Where most businesses have focused on relational databases to track transactions and inventory, they increasingly need to take in and parse “extreme” unstructured data — video from YouTube or surveillance cameras, audio from customer support calls, text feeds from Twitter and Facebook, and sensor data from factory equipment. It’s a big problem in terms of volume; the last I heard, users uploaded 48 hours of video to YouTube every minute. And it’s a big problem to analyze all that data.
HP is certainly not alone in attacking it. IBM and Oracle, as well as virtually every big software vendor, tout big data plans — most incorporating the popular Hadoop framework for handling distributed data. Ditto the younger pure-play Hadoop companies like Cloudera.

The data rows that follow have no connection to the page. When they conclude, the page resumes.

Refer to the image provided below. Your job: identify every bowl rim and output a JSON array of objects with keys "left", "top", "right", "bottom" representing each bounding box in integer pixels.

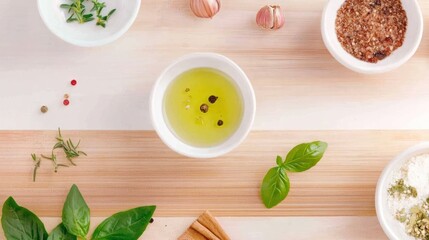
[
  {"left": 149, "top": 52, "right": 256, "bottom": 159},
  {"left": 320, "top": 0, "right": 424, "bottom": 74},
  {"left": 375, "top": 142, "right": 429, "bottom": 240},
  {"left": 37, "top": 0, "right": 141, "bottom": 47}
]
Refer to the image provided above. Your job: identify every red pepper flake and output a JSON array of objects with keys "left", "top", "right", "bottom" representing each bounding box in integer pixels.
[{"left": 335, "top": 0, "right": 408, "bottom": 63}]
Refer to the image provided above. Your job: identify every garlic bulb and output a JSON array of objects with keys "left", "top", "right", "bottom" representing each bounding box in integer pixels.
[
  {"left": 191, "top": 0, "right": 220, "bottom": 18},
  {"left": 256, "top": 5, "right": 285, "bottom": 30}
]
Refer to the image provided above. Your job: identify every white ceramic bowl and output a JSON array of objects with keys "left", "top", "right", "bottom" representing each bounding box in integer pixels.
[
  {"left": 375, "top": 142, "right": 429, "bottom": 240},
  {"left": 321, "top": 0, "right": 423, "bottom": 74},
  {"left": 38, "top": 0, "right": 141, "bottom": 47},
  {"left": 150, "top": 53, "right": 256, "bottom": 158}
]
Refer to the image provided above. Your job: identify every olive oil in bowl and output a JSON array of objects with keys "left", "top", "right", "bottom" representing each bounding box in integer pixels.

But, Nicole Egan, chief marketing officer for HPs’ new information business management group, said the problem is bigger than Hadoop. She said people try to put Hadoop and MapReduce pieces together to solve these problems but find limited success. The problem is, “at its heart, that technology can’t understand what’s in the content. It tries to count the number of times a word is used as a proxy for meaning. You need more than that,” she said.
She argues that Autonomy — which HP just bought for $10.2 billion — has thousands of patented algorithms that make its software smarter. It “gets” the context of the data. That, plus Vertica’s data warehousing and analytics, gives HP a leg up in big data, Egan maintained.
There are many potential applications. Consumer product companies want to track sales and consumer behavior both online and in stores. For that, they need to monitor social networks for comments, in-store video cameras for shoppers’ reactions, and customer support or service calls.
A convenience store chain wants to troll Twitter and Facebook to see when a flash mob might erupt. Then it wants to use security and surveillance cameras to watch the flash mob in progress. The goal is to analyze what impact the flash mob has on store sales.
Idol 10 will be available Dec. 1 to run on all standard hardware, although the plan over time is to optimize it for HP hardware, Egan said.
All these big data offerings are hugely ambitious in scope and talk a big game. What’s not clear yet is how well these promised offerings actually work in the field.